Brattleboro....Again!

The Brattleboro Selectboard once again takes up the discussion of an anti-nudity ordinance at its meeting tonight. Ironically, a town that does not want to be known for public nudity brings back the media circus.

None of this wrangling really makes any sense, especially when you consider that only a very small amount of people have actually gone naked in the town, and some of them only bared their hides because of all the publicity in the first place.

Attempting to define nudity, and/or to restrict it from certain geographical areas, is a slippery slope that solves nothing, and only further complicates the matter. For example, the baring of female breasts would be prohibited, but breastfeeding mothers would be exempt. On the face, this would appear to be unconstitutional on the grounds that it discriminates against women who do not have children, or those who might wish to be topfree and share equal rights with any man who wishes to remove his shirt in public.

Selectboard Vice Chairman Dick DeGray wants to lock up anyone who defies an order to cover up. "If you want to have the thing be effective there has to be more than just getting a ticket." Others on the board are more reasonable and do not wish to make nudity a criminal offense.
"I'm not willing to make it a criminal issue," said Selectboard member Rich Garant, who has opposed any anti-nudity ordinance in the past. There are already laws in place, he said, to deal with nudity or related behavior if it gets out of control, such as disorderly conduct and lewd and lascivious behavior.

But, said Garant, this may be the time to enact such a regulation because of the amount of time spent discussing nudity in Brattleboro when the town has more pressing issues to deal with, such as budgeting for next year.

"Why are we spending time on this for something that has very little to do with public safety or public morals?" asked Garant.
This is something I have noted many times on this blog - that politicians will almost always err on the side of caution when it comes to issues of morality. The solution is to drop the issue if it's taking up too much valuable time. Passing an unnecessary ordinance merely to take the issue off the table is not only irresponsible and lazy, it's dangerous in the sense that it further erodes our natural freedoms for the sake of convenience.
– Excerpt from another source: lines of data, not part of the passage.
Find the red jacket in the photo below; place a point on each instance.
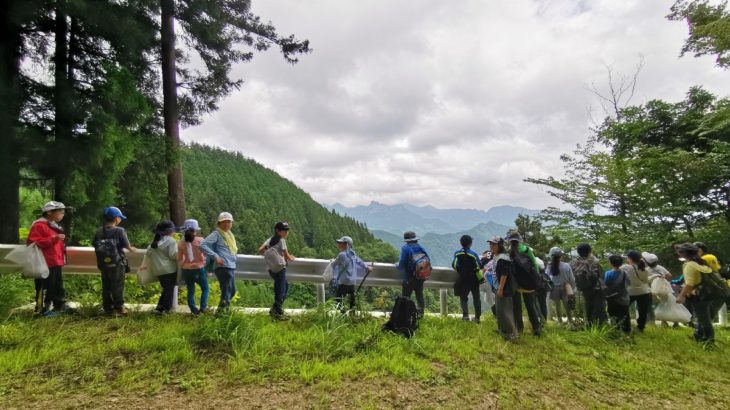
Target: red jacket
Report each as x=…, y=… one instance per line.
x=43, y=235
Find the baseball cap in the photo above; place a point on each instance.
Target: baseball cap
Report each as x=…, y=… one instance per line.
x=281, y=226
x=345, y=239
x=113, y=212
x=649, y=257
x=225, y=216
x=53, y=206
x=191, y=224
x=410, y=236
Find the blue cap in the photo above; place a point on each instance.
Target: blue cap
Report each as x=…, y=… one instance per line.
x=113, y=212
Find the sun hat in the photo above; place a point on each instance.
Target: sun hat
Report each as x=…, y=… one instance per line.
x=225, y=216
x=53, y=206
x=114, y=212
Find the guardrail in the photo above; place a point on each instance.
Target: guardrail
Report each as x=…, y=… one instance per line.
x=82, y=260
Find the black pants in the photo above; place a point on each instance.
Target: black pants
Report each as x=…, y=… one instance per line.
x=50, y=292
x=595, y=303
x=464, y=299
x=532, y=311
x=416, y=285
x=541, y=296
x=112, y=287
x=345, y=290
x=620, y=315
x=167, y=282
x=643, y=304
x=705, y=311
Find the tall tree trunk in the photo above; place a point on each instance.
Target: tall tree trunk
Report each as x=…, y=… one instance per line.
x=175, y=192
x=10, y=97
x=62, y=104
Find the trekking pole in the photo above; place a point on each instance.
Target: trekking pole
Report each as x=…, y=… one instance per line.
x=363, y=279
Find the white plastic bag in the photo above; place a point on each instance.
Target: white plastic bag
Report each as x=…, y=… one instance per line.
x=661, y=288
x=327, y=275
x=31, y=260
x=144, y=273
x=668, y=310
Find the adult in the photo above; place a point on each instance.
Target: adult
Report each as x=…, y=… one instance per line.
x=523, y=293
x=639, y=290
x=468, y=266
x=344, y=271
x=110, y=241
x=162, y=256
x=221, y=244
x=277, y=243
x=563, y=293
x=409, y=253
x=704, y=310
x=505, y=284
x=590, y=281
x=50, y=238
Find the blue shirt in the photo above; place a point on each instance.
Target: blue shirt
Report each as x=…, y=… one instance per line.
x=215, y=245
x=406, y=264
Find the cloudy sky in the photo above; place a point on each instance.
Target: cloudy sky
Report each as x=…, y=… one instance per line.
x=443, y=103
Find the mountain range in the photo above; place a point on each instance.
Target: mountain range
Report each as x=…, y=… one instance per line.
x=439, y=229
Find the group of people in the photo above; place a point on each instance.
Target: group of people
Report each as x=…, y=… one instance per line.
x=509, y=272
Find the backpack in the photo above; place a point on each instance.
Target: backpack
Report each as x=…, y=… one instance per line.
x=713, y=287
x=421, y=266
x=526, y=274
x=106, y=248
x=403, y=319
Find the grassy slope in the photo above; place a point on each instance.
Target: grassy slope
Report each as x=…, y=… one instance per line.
x=315, y=361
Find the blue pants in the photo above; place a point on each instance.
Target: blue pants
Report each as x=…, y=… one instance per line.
x=193, y=276
x=281, y=287
x=227, y=281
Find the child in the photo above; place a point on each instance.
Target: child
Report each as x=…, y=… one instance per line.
x=192, y=261
x=162, y=255
x=617, y=294
x=468, y=265
x=50, y=239
x=109, y=244
x=344, y=270
x=221, y=244
x=277, y=270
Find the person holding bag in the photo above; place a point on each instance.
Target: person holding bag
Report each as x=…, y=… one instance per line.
x=162, y=254
x=563, y=293
x=49, y=237
x=221, y=244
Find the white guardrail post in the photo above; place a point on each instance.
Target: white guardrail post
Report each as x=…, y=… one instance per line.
x=82, y=260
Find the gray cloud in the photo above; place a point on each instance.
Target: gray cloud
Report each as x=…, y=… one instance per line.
x=451, y=104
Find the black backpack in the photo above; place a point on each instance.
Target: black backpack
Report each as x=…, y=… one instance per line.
x=404, y=319
x=526, y=274
x=106, y=248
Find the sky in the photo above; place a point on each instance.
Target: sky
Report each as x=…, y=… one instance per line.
x=444, y=103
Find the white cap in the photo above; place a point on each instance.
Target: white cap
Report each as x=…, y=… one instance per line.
x=345, y=239
x=649, y=257
x=52, y=206
x=225, y=216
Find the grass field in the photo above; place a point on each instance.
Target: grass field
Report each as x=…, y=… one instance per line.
x=322, y=361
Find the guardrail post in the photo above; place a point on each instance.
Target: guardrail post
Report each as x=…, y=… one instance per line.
x=723, y=315
x=444, y=298
x=320, y=293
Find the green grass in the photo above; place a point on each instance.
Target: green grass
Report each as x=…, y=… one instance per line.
x=317, y=357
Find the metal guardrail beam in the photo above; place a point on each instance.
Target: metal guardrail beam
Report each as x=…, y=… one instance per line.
x=82, y=260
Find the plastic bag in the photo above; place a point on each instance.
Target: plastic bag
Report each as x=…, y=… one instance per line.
x=668, y=310
x=31, y=260
x=661, y=288
x=144, y=273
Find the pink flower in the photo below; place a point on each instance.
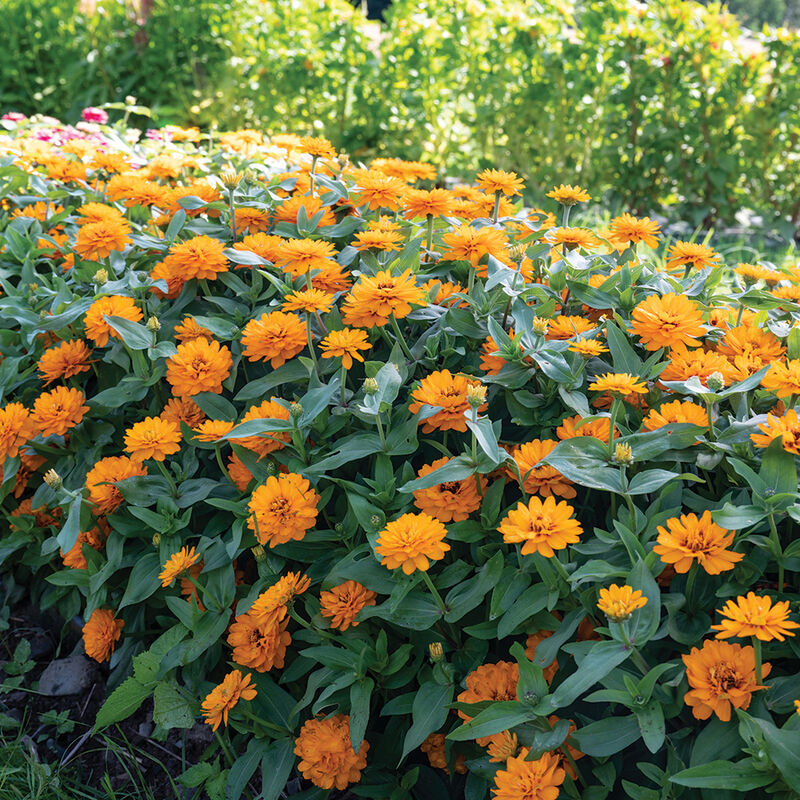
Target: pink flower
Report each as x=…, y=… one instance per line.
x=93, y=114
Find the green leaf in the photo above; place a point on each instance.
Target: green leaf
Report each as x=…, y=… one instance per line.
x=135, y=336
x=276, y=766
x=742, y=775
x=428, y=713
x=121, y=703
x=170, y=708
x=500, y=716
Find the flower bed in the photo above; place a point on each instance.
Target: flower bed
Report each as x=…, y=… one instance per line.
x=405, y=490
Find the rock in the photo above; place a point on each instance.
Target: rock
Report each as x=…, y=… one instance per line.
x=64, y=676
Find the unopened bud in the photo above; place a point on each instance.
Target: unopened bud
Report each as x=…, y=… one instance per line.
x=476, y=394
x=230, y=178
x=623, y=454
x=259, y=553
x=436, y=651
x=716, y=381
x=52, y=479
x=540, y=325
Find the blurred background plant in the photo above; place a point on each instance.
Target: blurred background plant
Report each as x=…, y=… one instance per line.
x=665, y=103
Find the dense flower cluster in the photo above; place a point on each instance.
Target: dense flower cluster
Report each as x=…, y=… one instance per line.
x=371, y=472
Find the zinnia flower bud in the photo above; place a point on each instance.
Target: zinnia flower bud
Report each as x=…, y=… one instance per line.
x=476, y=395
x=52, y=479
x=623, y=454
x=540, y=325
x=716, y=382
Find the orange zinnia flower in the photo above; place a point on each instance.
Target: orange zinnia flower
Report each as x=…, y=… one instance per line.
x=270, y=606
x=198, y=366
x=64, y=360
x=342, y=603
x=451, y=501
x=495, y=180
x=326, y=755
x=783, y=379
x=496, y=682
x=542, y=526
x=449, y=393
x=97, y=329
x=667, y=321
x=721, y=675
x=177, y=564
x=691, y=254
x=345, y=344
x=411, y=542
x=153, y=437
x=786, y=428
x=618, y=384
x=373, y=300
x=256, y=646
x=59, y=410
x=538, y=780
x=568, y=195
x=222, y=698
x=16, y=427
x=101, y=634
x=675, y=412
x=619, y=602
x=99, y=239
x=283, y=509
x=103, y=475
x=755, y=615
x=276, y=337
x=542, y=479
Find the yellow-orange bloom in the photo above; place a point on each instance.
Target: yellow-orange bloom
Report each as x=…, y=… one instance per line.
x=342, y=603
x=103, y=475
x=620, y=384
x=688, y=539
x=412, y=542
x=64, y=360
x=619, y=602
x=451, y=501
x=755, y=615
x=283, y=509
x=541, y=526
x=666, y=321
x=97, y=329
x=721, y=675
x=276, y=337
x=153, y=437
x=449, y=393
x=326, y=755
x=177, y=564
x=58, y=410
x=537, y=780
x=345, y=344
x=539, y=478
x=101, y=634
x=222, y=698
x=198, y=366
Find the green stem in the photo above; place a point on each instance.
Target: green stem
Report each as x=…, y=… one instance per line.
x=434, y=592
x=170, y=480
x=401, y=339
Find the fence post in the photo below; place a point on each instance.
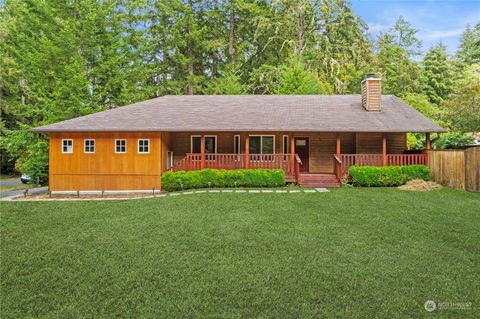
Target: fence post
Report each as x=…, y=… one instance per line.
x=247, y=151
x=292, y=154
x=202, y=151
x=384, y=149
x=427, y=147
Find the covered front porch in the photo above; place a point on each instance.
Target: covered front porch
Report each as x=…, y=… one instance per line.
x=307, y=157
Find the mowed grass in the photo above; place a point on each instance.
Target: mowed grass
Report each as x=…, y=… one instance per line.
x=350, y=253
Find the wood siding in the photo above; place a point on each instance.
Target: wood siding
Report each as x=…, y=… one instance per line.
x=105, y=169
x=322, y=145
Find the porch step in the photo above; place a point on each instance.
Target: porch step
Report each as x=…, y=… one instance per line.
x=318, y=180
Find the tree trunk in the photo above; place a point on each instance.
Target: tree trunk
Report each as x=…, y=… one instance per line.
x=231, y=36
x=189, y=90
x=300, y=32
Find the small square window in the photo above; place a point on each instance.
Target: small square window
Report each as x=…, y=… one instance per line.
x=67, y=146
x=120, y=146
x=143, y=146
x=89, y=146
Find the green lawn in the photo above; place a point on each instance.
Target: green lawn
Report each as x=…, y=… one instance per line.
x=350, y=253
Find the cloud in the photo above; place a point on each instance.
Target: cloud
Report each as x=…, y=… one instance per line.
x=441, y=34
x=377, y=27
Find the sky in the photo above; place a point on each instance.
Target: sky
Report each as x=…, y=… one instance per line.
x=437, y=20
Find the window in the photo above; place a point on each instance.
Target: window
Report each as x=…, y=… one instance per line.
x=143, y=146
x=67, y=146
x=89, y=146
x=120, y=146
x=285, y=144
x=210, y=144
x=169, y=159
x=262, y=144
x=236, y=144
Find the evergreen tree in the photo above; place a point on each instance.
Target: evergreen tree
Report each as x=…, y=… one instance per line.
x=437, y=76
x=296, y=79
x=469, y=52
x=395, y=51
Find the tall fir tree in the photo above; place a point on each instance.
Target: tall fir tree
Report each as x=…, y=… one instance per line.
x=437, y=78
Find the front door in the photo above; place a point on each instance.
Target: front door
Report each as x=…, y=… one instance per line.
x=303, y=151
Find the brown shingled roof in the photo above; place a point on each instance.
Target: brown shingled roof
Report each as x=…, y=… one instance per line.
x=295, y=113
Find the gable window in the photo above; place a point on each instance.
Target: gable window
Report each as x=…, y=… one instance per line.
x=89, y=146
x=236, y=144
x=262, y=144
x=67, y=146
x=120, y=146
x=143, y=146
x=210, y=144
x=285, y=144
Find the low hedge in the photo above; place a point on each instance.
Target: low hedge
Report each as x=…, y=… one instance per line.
x=384, y=176
x=172, y=181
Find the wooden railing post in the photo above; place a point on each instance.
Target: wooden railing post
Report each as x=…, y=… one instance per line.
x=384, y=150
x=247, y=151
x=202, y=151
x=292, y=154
x=427, y=147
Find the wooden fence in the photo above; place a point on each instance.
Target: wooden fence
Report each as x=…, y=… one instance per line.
x=457, y=168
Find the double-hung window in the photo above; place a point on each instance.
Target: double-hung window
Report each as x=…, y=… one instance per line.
x=120, y=146
x=143, y=146
x=261, y=144
x=236, y=144
x=210, y=144
x=67, y=146
x=89, y=146
x=285, y=144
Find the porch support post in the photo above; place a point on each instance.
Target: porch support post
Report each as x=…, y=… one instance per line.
x=202, y=151
x=384, y=149
x=339, y=155
x=247, y=151
x=427, y=147
x=292, y=153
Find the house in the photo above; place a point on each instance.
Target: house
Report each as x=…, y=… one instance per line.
x=313, y=138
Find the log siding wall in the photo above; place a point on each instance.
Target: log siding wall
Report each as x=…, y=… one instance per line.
x=105, y=169
x=322, y=145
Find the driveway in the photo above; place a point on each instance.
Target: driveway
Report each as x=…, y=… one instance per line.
x=31, y=191
x=10, y=181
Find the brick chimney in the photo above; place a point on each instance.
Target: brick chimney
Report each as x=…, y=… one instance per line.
x=372, y=93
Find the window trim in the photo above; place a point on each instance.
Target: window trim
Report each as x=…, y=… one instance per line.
x=67, y=139
x=285, y=149
x=261, y=142
x=85, y=145
x=235, y=144
x=122, y=139
x=191, y=143
x=169, y=159
x=138, y=145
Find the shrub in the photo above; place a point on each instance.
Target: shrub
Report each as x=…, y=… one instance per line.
x=172, y=181
x=384, y=176
x=453, y=140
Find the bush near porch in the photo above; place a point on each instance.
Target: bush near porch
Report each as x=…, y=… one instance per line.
x=381, y=176
x=172, y=181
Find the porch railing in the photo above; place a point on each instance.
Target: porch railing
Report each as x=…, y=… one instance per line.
x=347, y=160
x=193, y=162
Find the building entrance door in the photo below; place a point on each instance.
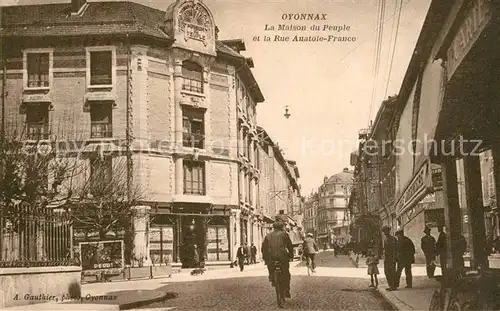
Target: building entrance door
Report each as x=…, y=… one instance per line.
x=193, y=241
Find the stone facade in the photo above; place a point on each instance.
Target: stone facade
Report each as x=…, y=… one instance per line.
x=327, y=209
x=182, y=101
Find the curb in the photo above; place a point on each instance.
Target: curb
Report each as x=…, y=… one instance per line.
x=353, y=262
x=394, y=301
x=145, y=302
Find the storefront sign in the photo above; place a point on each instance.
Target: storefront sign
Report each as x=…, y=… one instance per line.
x=475, y=22
x=100, y=96
x=36, y=98
x=418, y=186
x=102, y=255
x=437, y=179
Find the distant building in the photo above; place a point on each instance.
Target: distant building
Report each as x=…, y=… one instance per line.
x=327, y=213
x=114, y=74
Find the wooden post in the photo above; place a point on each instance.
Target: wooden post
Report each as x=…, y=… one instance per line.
x=452, y=213
x=475, y=210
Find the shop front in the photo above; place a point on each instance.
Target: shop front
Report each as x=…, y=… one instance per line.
x=468, y=125
x=174, y=235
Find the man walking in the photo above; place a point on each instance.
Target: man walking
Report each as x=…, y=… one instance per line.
x=246, y=251
x=428, y=244
x=441, y=249
x=253, y=252
x=277, y=247
x=405, y=258
x=240, y=254
x=310, y=249
x=390, y=258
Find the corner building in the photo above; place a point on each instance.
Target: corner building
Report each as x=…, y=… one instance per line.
x=160, y=85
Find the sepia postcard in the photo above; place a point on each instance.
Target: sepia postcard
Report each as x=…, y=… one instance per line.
x=249, y=155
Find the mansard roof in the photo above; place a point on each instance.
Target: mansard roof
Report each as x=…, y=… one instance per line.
x=110, y=18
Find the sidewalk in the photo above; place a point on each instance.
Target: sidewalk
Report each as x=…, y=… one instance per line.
x=416, y=298
x=126, y=295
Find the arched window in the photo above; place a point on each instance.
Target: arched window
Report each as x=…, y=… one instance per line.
x=192, y=77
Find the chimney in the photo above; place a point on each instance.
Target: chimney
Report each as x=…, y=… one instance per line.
x=77, y=5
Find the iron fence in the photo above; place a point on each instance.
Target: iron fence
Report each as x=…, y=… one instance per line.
x=31, y=236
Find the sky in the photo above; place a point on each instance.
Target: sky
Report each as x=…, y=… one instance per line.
x=327, y=86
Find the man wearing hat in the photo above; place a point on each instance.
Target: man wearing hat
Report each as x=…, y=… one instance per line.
x=310, y=249
x=390, y=253
x=406, y=257
x=277, y=247
x=428, y=244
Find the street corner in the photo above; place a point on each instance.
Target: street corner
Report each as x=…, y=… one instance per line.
x=126, y=299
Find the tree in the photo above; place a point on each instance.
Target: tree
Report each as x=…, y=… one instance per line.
x=91, y=189
x=101, y=197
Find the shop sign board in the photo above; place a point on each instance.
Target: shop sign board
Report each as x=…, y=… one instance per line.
x=437, y=179
x=417, y=187
x=475, y=22
x=102, y=255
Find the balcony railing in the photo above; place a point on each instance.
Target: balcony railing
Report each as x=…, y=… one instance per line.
x=193, y=140
x=192, y=85
x=41, y=81
x=36, y=131
x=101, y=130
x=100, y=79
x=195, y=191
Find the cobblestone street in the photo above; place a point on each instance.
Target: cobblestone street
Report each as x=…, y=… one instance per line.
x=339, y=288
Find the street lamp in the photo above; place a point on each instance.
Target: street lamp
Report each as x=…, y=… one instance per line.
x=287, y=113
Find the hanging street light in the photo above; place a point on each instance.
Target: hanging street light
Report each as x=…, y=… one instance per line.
x=287, y=113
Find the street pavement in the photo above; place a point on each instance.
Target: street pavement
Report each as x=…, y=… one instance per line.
x=337, y=285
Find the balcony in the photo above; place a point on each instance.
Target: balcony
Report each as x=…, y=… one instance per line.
x=101, y=130
x=41, y=82
x=193, y=140
x=37, y=131
x=96, y=79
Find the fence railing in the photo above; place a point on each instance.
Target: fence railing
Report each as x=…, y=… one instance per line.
x=31, y=236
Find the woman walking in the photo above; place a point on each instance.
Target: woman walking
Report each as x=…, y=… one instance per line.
x=372, y=263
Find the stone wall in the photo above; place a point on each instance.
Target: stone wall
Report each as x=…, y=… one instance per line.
x=23, y=286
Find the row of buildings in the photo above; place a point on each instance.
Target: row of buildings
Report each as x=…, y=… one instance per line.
x=326, y=213
x=431, y=155
x=182, y=102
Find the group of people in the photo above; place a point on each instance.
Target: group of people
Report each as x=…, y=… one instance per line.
x=246, y=255
x=399, y=255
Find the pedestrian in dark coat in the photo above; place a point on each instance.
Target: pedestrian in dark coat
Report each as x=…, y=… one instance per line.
x=406, y=257
x=196, y=257
x=241, y=255
x=441, y=249
x=390, y=258
x=253, y=252
x=428, y=244
x=247, y=253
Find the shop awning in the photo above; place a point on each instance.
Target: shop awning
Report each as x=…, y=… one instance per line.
x=417, y=189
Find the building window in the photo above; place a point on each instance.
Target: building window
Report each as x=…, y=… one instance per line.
x=491, y=185
x=101, y=63
x=250, y=191
x=100, y=68
x=244, y=143
x=38, y=65
x=194, y=177
x=193, y=127
x=192, y=77
x=101, y=120
x=37, y=121
x=101, y=173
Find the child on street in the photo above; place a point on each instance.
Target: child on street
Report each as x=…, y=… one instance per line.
x=372, y=263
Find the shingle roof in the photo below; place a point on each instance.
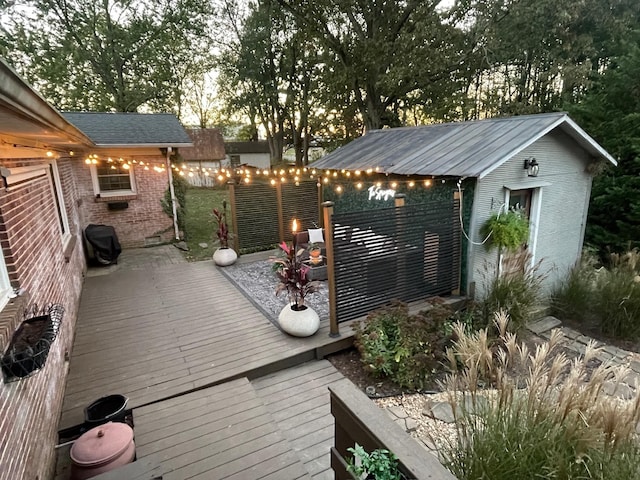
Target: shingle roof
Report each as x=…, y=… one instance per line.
x=207, y=145
x=260, y=146
x=462, y=149
x=131, y=129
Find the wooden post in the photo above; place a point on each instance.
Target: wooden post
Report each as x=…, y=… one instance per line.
x=401, y=260
x=280, y=212
x=458, y=196
x=334, y=330
x=231, y=185
x=320, y=201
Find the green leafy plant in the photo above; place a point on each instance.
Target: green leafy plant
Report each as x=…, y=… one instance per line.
x=222, y=230
x=379, y=464
x=180, y=186
x=561, y=426
x=406, y=348
x=508, y=230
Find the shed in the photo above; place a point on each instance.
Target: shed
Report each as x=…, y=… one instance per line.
x=495, y=154
x=124, y=177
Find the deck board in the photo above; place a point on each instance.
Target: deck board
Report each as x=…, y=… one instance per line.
x=153, y=334
x=298, y=399
x=212, y=433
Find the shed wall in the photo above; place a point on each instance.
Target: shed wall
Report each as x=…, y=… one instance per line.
x=563, y=208
x=37, y=262
x=143, y=221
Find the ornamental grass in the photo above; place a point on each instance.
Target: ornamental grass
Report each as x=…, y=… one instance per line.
x=542, y=414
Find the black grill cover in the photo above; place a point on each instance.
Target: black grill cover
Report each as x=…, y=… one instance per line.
x=105, y=243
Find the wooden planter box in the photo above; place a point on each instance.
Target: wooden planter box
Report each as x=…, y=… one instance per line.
x=29, y=347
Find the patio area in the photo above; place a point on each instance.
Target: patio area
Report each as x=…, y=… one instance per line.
x=183, y=344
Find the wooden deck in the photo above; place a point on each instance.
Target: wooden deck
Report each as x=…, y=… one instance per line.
x=222, y=432
x=164, y=332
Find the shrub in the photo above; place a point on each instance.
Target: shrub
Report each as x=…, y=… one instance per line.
x=180, y=186
x=517, y=293
x=406, y=348
x=608, y=297
x=561, y=426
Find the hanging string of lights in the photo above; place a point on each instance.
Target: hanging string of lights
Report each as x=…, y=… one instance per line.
x=338, y=179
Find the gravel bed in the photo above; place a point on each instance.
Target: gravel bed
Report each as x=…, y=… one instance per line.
x=258, y=283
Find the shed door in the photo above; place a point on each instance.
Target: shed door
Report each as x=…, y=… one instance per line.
x=515, y=262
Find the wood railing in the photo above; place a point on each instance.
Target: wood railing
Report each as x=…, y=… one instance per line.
x=359, y=420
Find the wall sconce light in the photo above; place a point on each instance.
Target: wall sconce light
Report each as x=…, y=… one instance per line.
x=531, y=166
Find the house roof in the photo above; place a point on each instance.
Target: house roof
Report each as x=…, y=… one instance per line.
x=461, y=149
x=131, y=129
x=27, y=118
x=261, y=146
x=207, y=145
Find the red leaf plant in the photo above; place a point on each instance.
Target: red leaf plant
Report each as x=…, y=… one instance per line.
x=223, y=229
x=292, y=274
The Selectboard should consider what I stated in my post earlier this week:
"A definite social evil" should be the criterion for determining whether or not an action of a government or any of its agents is justified in enforcing "societal norms".
Is public nudity a true and overwhelming social evil, or is it merely a small inconvenience that has been blown out of proportion? The answer seems clear, that nobody has been harmed in Brattleboro, that the real damage to the town has been self-inflicted by the politicians who are bowing to pressure from a few Christianists who want to impose their religious beliefs into a secular political process. Wake up Brattleboro, the human body is not a social evil, but limiting the personal freedoms of individuals most definitely is.